After we saw the show, which was full of people, including people who did not look like the usual Walker audience, we sat down and talked about Kahlo.

My brother felt her work was too didactic: the pierced bodies and the floating uteruses.

I said, what kind of criticism is that? Look at Western art. Most of it is didactic. Look at all the crucifixions. Some of them work as art. Others don't. I reminded him of the Roger van der Weyden crucifixion in the Philadelphia Art Institute, a favorite work for both of us.

We talked a while about why some works of art are so powerful and others aren't, then got back to Kahlo.

I think what my brother meant was, to him her work seemed too obvious and maybe manipulative. He was bothered by the lack of facial expression in her self portraits, which display so many emblems of suffering -- thorns, arrows, her body split open, her organs floating outside her.

Why the lack of expression?

I thought it was because the suffering was physical and chronic. People who are constantly in pain can't cry or complain all the time.

What bothered me about the show is that the labels told us almost nothing about the political and artistic context. Kahlo was more than a suffering woman. She was a fine artist, in the middle of an important artistic movement, and the wife of one of the founders of the Mexican Communist Party, who was also an ally and friend of Leon Trotsky. Did she have no opinions about art or politics?

She was in physical pain. She couldn't have the children she wanted. Her husband was apparently a jerk. Was that the sum total of her life?

If so, why did she get a show at the Walker? Lots of women suffer. The art is what makes her important; and her art comes out of Mexican art at the time, which was inextricably intertwined with politics.

I guess the question I'm asking is, if the show seemed manipulative to my brother, who was doing the manipulating? Kahlo or the show's curator?

There is a big retrospective of her husband Diego Rivera's work opening in Mexico City right now. I'd like to go see it. I will certainly buy the catalog. Patrick and I both fell in love with Rivera frescoes in the Detroit Art Institute. If you put the frescoes together with Kahlo's painting of her miscarriage at Henry Ford Hospital, her bed on a wide flat plain with the industrial skyline of Detroit in the distance, you have an interesting double statement.
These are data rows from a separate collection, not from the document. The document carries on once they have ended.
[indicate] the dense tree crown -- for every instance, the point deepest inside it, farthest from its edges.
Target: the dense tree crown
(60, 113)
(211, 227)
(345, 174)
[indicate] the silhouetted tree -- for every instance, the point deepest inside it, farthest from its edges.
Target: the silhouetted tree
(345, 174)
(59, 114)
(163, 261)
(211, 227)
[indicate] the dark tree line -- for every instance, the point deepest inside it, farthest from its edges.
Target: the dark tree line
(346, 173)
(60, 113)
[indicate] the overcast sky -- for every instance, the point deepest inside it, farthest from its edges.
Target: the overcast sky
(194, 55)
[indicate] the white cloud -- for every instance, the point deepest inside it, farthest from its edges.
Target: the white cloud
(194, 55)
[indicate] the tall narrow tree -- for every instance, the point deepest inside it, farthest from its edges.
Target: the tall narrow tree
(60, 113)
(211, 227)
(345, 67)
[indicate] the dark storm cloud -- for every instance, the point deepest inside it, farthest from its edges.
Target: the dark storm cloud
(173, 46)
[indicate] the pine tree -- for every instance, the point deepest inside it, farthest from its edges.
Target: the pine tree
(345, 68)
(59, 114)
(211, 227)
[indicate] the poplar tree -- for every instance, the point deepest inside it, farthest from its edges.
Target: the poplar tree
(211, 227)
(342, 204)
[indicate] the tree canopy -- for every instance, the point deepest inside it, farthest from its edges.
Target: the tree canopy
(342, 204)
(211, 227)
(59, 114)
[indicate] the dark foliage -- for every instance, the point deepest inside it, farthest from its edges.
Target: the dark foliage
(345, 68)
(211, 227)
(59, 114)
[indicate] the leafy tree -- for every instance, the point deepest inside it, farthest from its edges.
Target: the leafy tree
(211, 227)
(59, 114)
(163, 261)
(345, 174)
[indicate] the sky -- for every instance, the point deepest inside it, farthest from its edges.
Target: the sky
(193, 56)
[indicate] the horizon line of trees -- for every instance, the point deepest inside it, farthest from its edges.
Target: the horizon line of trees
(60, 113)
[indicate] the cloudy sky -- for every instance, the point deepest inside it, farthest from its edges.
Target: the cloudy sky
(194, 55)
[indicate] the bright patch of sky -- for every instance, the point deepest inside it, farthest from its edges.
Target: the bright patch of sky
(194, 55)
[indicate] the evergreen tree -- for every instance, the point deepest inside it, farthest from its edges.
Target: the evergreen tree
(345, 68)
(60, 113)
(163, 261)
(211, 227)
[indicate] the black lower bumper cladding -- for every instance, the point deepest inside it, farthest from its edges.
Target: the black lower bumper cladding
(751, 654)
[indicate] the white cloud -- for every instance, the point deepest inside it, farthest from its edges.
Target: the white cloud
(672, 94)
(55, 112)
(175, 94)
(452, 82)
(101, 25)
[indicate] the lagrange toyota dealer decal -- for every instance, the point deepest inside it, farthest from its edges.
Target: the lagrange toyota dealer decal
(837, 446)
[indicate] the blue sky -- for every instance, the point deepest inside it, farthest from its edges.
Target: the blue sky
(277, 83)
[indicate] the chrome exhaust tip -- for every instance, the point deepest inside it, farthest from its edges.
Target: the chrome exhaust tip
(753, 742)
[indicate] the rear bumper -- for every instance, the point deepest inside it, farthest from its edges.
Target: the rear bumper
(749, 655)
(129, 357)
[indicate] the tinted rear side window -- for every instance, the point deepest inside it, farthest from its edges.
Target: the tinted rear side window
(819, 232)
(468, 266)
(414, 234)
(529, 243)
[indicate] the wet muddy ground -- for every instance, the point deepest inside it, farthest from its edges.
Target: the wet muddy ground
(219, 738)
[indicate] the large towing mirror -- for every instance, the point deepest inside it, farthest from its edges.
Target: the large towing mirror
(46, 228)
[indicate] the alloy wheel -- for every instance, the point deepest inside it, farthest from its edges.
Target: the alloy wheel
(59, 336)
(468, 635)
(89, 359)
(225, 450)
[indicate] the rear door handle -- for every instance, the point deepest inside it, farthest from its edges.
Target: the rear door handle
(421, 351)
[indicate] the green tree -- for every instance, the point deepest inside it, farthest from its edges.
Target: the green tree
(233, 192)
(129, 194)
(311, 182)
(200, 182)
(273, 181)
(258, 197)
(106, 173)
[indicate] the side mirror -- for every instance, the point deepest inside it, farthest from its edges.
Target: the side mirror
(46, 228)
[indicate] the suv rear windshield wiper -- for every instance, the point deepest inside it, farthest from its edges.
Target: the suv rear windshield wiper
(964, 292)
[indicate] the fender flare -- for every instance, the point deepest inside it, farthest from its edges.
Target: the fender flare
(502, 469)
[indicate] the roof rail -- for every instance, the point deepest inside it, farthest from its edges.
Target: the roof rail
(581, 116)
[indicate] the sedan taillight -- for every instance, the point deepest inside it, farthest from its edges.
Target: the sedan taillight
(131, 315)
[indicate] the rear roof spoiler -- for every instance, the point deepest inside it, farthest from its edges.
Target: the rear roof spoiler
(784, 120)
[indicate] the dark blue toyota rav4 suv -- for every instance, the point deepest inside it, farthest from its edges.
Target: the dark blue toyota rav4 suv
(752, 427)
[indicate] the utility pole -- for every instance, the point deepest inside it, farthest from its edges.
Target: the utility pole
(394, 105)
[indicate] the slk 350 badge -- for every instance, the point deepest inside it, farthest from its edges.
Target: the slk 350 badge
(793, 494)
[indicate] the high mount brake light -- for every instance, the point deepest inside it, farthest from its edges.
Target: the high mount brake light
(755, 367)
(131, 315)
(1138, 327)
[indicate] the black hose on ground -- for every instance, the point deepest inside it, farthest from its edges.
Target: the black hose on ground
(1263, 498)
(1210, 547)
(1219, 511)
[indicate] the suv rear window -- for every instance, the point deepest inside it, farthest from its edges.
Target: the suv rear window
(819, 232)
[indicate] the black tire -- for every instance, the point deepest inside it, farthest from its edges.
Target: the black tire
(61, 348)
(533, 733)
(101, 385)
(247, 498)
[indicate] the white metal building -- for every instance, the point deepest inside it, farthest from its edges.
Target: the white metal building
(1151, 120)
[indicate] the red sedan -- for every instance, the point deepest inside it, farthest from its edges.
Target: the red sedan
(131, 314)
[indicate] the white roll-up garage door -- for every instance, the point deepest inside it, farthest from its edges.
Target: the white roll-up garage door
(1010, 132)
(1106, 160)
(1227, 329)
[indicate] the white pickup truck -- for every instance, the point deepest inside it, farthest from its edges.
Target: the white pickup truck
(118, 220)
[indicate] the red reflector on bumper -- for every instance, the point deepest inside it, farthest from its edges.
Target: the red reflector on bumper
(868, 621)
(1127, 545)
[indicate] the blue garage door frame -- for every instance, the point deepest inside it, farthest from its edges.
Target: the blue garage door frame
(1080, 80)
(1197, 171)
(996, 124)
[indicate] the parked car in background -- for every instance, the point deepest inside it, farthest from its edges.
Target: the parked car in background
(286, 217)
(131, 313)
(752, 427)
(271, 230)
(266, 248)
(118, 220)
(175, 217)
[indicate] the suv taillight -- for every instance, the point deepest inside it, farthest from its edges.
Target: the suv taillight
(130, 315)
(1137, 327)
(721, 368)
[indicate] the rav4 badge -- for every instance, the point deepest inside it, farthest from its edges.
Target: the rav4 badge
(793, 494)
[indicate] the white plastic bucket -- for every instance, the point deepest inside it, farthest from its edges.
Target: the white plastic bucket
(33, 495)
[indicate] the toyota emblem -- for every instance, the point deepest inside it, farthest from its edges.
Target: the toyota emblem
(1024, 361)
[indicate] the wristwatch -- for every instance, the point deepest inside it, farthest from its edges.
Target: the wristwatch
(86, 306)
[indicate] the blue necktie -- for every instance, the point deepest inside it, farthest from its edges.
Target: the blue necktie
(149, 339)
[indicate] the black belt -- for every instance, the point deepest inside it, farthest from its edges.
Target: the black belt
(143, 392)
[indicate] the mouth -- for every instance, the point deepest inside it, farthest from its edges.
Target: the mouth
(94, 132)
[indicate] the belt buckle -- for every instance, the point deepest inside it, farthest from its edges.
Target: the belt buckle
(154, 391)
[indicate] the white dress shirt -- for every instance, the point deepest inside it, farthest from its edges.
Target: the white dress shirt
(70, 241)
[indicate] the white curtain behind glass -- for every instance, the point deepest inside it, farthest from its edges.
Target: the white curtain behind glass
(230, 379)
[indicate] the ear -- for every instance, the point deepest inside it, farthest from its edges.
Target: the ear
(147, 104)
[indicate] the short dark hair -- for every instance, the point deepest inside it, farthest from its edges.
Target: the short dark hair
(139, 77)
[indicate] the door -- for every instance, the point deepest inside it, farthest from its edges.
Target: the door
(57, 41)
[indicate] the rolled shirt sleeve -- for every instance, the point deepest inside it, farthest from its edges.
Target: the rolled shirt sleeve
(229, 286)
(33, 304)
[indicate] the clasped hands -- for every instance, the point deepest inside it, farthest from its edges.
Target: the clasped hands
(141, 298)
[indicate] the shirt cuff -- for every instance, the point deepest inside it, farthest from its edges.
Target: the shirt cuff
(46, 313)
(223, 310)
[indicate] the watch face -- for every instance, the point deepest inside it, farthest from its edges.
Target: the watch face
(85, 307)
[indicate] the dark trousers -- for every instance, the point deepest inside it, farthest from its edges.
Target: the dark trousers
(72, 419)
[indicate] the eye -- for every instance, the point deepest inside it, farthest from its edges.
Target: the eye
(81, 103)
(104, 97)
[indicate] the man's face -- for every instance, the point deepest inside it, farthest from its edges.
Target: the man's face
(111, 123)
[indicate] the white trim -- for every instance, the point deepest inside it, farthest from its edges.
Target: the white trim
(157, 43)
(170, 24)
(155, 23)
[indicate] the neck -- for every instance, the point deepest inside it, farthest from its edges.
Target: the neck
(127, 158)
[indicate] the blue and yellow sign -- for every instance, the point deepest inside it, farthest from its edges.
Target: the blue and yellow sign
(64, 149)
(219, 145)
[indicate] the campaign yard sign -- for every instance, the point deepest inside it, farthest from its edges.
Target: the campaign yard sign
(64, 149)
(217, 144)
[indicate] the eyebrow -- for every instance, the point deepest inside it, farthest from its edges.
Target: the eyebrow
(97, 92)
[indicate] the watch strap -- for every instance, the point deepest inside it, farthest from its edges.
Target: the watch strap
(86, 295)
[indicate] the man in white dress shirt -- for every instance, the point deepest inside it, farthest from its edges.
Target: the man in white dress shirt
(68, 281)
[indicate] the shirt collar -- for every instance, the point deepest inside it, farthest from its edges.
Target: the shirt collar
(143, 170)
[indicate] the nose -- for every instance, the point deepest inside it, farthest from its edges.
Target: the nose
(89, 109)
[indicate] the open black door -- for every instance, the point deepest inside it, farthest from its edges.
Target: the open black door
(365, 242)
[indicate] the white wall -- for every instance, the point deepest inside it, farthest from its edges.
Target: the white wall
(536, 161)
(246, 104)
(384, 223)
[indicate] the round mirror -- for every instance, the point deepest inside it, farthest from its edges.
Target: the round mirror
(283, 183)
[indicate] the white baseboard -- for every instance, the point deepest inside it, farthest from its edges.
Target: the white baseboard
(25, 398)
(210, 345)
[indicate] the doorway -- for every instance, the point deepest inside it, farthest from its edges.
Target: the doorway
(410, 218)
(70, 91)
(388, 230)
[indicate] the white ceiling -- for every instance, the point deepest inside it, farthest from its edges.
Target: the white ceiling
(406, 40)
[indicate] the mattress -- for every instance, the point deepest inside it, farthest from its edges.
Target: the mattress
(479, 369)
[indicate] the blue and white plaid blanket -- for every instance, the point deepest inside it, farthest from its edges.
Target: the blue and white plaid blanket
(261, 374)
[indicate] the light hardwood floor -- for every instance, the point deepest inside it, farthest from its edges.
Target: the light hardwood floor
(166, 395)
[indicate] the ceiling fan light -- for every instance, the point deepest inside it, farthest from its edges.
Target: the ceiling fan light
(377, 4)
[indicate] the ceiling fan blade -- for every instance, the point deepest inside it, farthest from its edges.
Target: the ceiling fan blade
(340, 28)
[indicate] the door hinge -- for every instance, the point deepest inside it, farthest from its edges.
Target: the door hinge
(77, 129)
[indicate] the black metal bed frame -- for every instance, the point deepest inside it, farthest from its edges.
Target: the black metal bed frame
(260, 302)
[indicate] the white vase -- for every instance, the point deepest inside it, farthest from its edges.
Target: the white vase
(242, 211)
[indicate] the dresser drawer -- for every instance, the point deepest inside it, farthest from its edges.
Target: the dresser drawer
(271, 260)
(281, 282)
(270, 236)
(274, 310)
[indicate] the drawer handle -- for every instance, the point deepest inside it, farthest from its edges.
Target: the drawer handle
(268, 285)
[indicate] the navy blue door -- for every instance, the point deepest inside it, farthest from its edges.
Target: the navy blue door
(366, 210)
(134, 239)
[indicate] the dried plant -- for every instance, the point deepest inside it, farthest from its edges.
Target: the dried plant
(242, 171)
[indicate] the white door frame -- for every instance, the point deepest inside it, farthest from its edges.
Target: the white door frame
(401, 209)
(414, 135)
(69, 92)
What does it mean? The triumph of industry and very personal human pain and loss.

Revera's art is far more heroic than Kahlo's, full of powerful figures, workers working, who act rather than simply endure; but he certainly knew that there was plenty of pain and loss in human history.

I wonder how much you can pull their work apart. He was certainly present in the Walker show, a huge part of her life; and she appears in his art.

Having said this, it's perfectly possible he was a jerk.

And it's possible she was rather too focused on her own suffering. But chronic pain is hard to ignore. I found much of her art moving and beautiful.